Und das ist in den Zeiten, die vor uns liegen, eine entscheidende Stärke. In diesem Jahrhundert kann die Welt ihre entscheidenden Zukunftsprobleme – von der Welternährung über den Klimaschutz bis zur Bewältigung von Finanzkrisen nur noch gemeinsam lösen. Wir können dazu unseren Anteil leisten. Aber wir sind nur – und das müssen wir uns klar machen – ein Volk von 80 Millionen Menschen, also gut ein Prozent der Weltbevölkerung von sechs Milliarden. Selbst wenn wir in der EU mit einer Stimme auftreten – dort sind wir zusammen 500 Millionen Menschen – sprechen wir nicht einmal für zehn Prozent der Menschen auf diesem Planeten. Zehn Prozent – das sind ungefähr so viele, wie Guido Westerwelle an Wählern in Deutschland hat, und dessen Einfluss auf die Bundespolitik kennt ihr ja alle!

Ich will damit sagen: Wenn unsere Stimme in der Welt mehr Gewicht hat, als die Zahl der Menschen das ausdrückt, dann deshalb, weil unser Modell, wie wir leben und arbeiten, fast überall in der Welt als Vorbild gilt.

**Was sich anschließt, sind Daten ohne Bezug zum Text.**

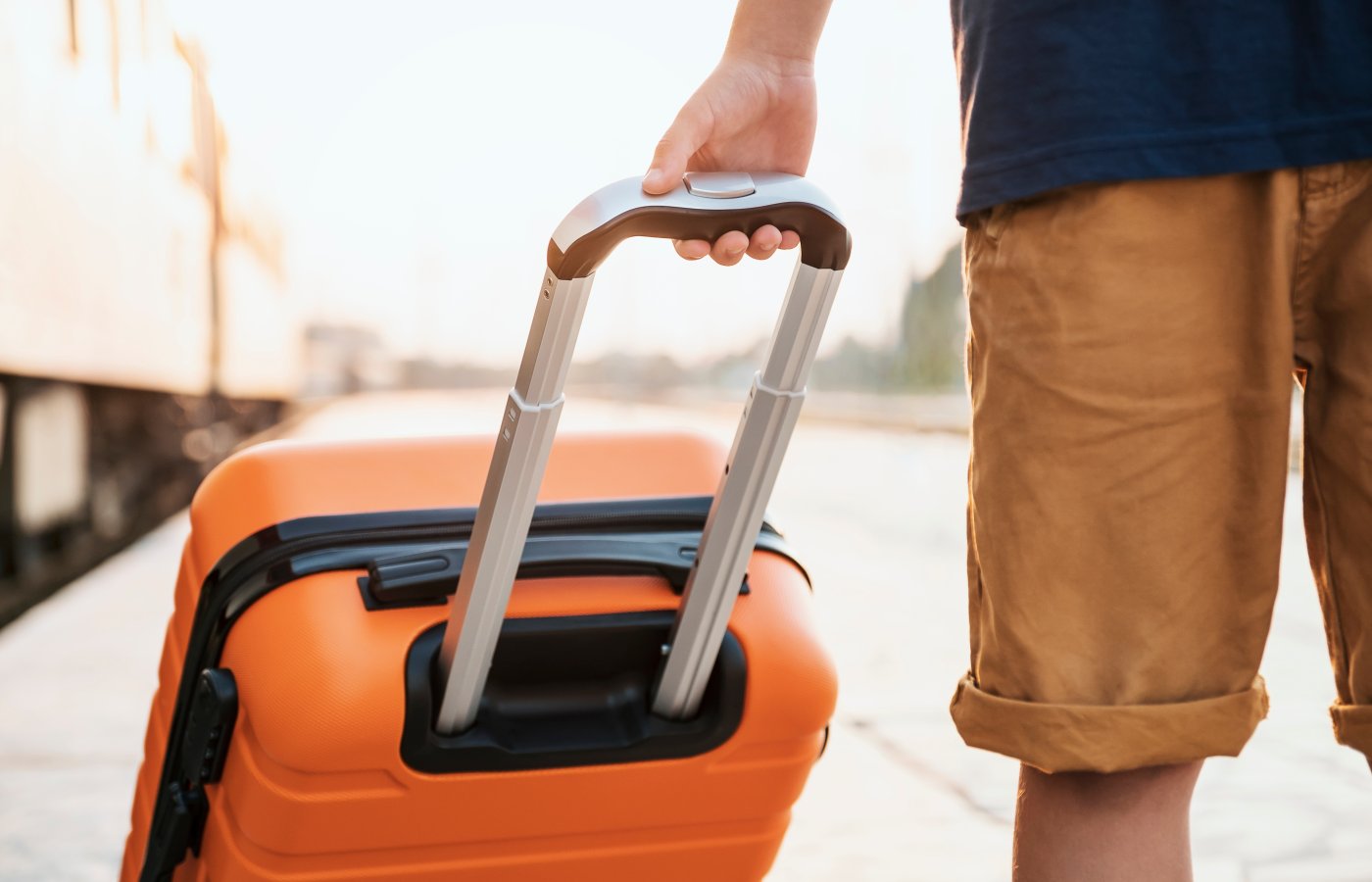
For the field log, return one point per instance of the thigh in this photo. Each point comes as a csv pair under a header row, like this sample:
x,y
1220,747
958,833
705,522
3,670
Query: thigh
x,y
1334,324
1129,357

Wir leben seit 60 Jahren im Frieden mit unseren Nachbarn, wir haben nach wie vor eine starke Wirtschaft, ein immer noch vergleichsweise hohes Maß an sozialem Frieden, und wir tun alles dafür, dass es so bleibt. Der großen Mehrheit der Menschen in Deutschland geht es gut. Wir sind Exportweltmeister. In keinem anderen Land bekommt man auch mit 80 Jahren die Gesundheitsversorgung, die medizinisch notwendig ist. Man muss sich ein wenig umschauen, in Europa, das reicht schon, um zu wissen, was bei uns anders ist. Anders als in den allermeisten Ländern der Welt bekommt jeder Patient in Deutschland die notwendige Hüftoperation und das wirksamste Mittel gegen Krebs, und das wird auch so bleiben, solange wir Sozialdemokraten regieren!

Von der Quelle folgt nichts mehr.